Hamilton and the Danger of the Single Story

I’m going to do this thing where I do not take either popular position on the latest not-news headline surrounding Trump’s administration-elect.


Summary: Mike Pence and his family attended the mega-hit Broadway musical Hamilton yesterday. Other audience members booed him throughout, and after the curtain call, to address the disturbances, the cast of Hamilton said this:


So, here’s my take.

To the people who booed Pence throughout the show: had you actually been listening to the fantastic musical that you paid upwards of $1000 to attend, you might have noticed that many characters have a theme, a repeated phrase that reoccurs throughout their scenes. Burr’s is “wait for it/just you wait,” Hamilton’s is “my shot,” and so on.

Other characters echo those themes to make a particularly powerful moment. When Hamilton finally repeats “That would be enough,” Eliza’s theme, at the end of “It’s Quiet Uptown,” the audience knows he’s finally changed. He and Eliza are in agreement after all this time, and that is beautiful.

So…Trump’s theme is loudly railing against people who disagree with him. It is not a theme you want to echo. By stealing lines from Trump’s usual script, you’re only showing the audience that you are in agreement after all.

To Trump, who demanded an apology from the cast and said their words were “very rude and insulting”…come on, man. The statement wasn’t really disrespectful. It’s gonna be a long four years if you demand apologies from everyone saying they hope your administration won’t look like your campaign.
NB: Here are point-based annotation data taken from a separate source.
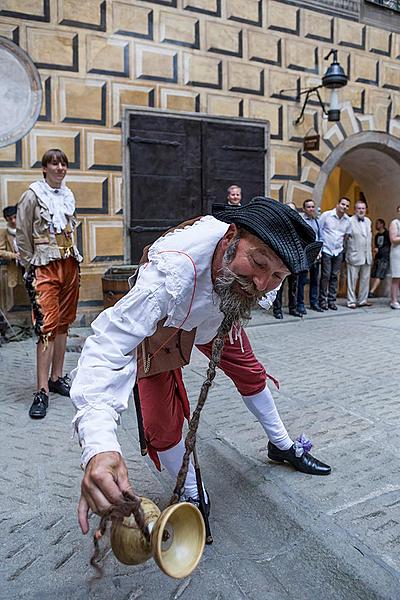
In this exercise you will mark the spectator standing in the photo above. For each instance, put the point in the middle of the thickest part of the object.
(234, 195)
(8, 247)
(45, 238)
(381, 262)
(292, 281)
(359, 256)
(334, 227)
(310, 217)
(394, 233)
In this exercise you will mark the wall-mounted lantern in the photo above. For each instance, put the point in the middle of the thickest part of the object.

I’ll repeat Washington’s solo and say, “Let me tell you what I wish I’d known, when I was young and dreamed of glory: you have no control, who lives, who dies, who tells your story.”

You have no control. Other people are telling your story now, and they will continue to do so, evaluating your words and actions and sometimes disagreeing with them. It’s a heavy burden, as Washington also acknowledges several times, when “history has its eyes on you,” but it’s one you and other members of you administration will have to learn to live with.
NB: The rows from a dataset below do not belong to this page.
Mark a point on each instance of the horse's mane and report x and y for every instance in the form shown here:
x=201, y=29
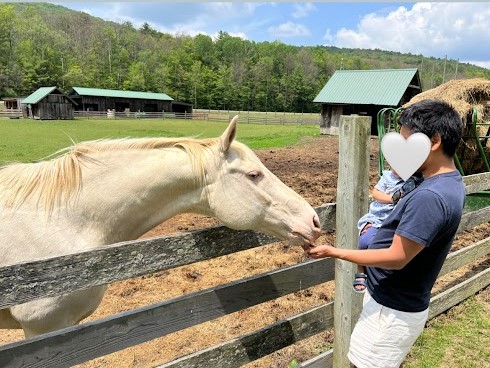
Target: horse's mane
x=56, y=180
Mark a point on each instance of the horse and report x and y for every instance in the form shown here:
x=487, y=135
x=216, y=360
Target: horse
x=111, y=190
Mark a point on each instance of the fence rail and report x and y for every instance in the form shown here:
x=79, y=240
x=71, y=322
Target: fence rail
x=139, y=115
x=246, y=117
x=74, y=345
x=12, y=114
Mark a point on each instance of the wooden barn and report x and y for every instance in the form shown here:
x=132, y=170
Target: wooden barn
x=12, y=103
x=95, y=99
x=365, y=92
x=48, y=103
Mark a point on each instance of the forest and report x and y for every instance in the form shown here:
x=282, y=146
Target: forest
x=49, y=45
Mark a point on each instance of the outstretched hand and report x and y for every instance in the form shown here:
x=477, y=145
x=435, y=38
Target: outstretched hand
x=320, y=251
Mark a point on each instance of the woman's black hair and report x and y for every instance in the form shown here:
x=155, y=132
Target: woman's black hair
x=434, y=118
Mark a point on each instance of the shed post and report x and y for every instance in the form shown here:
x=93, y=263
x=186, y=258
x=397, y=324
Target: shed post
x=352, y=202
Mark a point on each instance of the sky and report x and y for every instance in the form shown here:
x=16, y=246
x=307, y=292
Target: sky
x=458, y=30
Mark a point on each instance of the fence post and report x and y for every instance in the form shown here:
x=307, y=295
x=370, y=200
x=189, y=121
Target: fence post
x=352, y=202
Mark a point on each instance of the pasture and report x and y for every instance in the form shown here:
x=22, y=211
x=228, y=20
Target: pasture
x=310, y=167
x=26, y=140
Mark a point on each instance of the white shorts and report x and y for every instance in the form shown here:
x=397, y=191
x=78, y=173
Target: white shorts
x=383, y=336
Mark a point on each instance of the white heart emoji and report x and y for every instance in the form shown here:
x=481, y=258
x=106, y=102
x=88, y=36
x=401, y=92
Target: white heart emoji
x=405, y=156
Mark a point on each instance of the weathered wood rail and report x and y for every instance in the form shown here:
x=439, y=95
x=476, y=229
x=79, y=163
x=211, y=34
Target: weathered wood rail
x=70, y=346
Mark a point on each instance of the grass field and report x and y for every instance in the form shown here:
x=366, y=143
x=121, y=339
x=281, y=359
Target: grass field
x=457, y=339
x=27, y=140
To everyone who is cheering the cast of Hamilton and their statement: be careful of the single story.

Also, to those who are upset by the cast’s statement and want to boycott Hamilton…be careful of the single story.

I just listened to a simple but moving TED talk by Chimamanda Ngozi Adichie who shared the danger of having only one idea of what a person or a group of people are, how simplifying them into a stereotype is harmful to both them and you. (Listen to it. It’s both convicting and gracious.)
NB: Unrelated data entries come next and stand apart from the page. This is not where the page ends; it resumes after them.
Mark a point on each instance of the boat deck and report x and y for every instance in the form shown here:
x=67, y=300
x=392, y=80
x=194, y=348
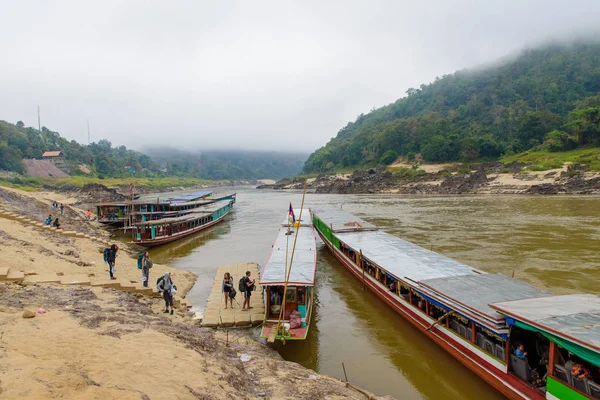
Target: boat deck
x=297, y=333
x=216, y=314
That, I think, is one reason why many have found Hamilton so powerful: it refuses the “single stories” we have of our Founding Fathers. They are, suddenly, brilliant and flawed, determined and arrogant and exhausted and bursting at the seams of their colonial costumes with hopes and dreams and fears and failings. It refuses the single story of all rap and hip-hop being a string of shallow rants objectifying women. It refuses the single story of the American Dream by showing the consequences of ambition, even for a good, patriotic cause.

I think that after this election, we’re carrying and spreading lots of single stories about the people around us. We’re slapping on generalizations with a wide brush, painting over all kind of nuances, letting our emotions justify almost anything we say about others.

Others who are infinitely complex and made in the image of God just like you and the people who agree with you.

We will only be able to move forward as a nation if we learn to have civil dialogue on tough issues, if we speak with both grace and conviction. On a smaller scale, our relationships with those around us will benefit if we listen well, if we allow others to be complex and not defined by a handful of tweets, positions, and stereotypes.

Okay, I think I’ve made just about everyone mad by now, so let’s end with this.

In Lin-Manuel Miranda’s statement applauding what the cast did, he included this line: “Lead with love.”

I like that. I like it a lot. I don’t necessarily know if that’s what happened in the cast’s statement, and it certainly wasn’t happening either from the booing audience or some of the ugly rhetoric from this past campaign season.

But it sounds an awful lot like what we’re called to do as Christians. So, even if you disagree with everything else I said in this post, let’s go out and lead with love.




  1. Amy,
    Thank you so much for your insights and comments on this specific story and election season! I just found your blog, and this post made me excited for more of your thoughts and writing:) “Lead with love” is a wonderful challenge for myself and for all of us. Thanks again!

  2. This is so great, Amy. I feel like it comes back to that whole, “Be right, or build bridges and get people to take a step forward” thing. We’ve been reading John Lewis’ biography of the Civil Rights movement, and he talks about how we can speak truth to power with loving actions better than yelling or stooping to violent speech or actions. Lewis talks a lot about how the goal of the Civil Rights movement was to awaken consciences, and that wasn’t going to happen if people are vilifying others.

    1. Yep. And for me, it’s hard to put aside being proven right in order to be gracious, but whenever I do it’s always worth it. I like that thought from Lewis as well. Such a good perspective.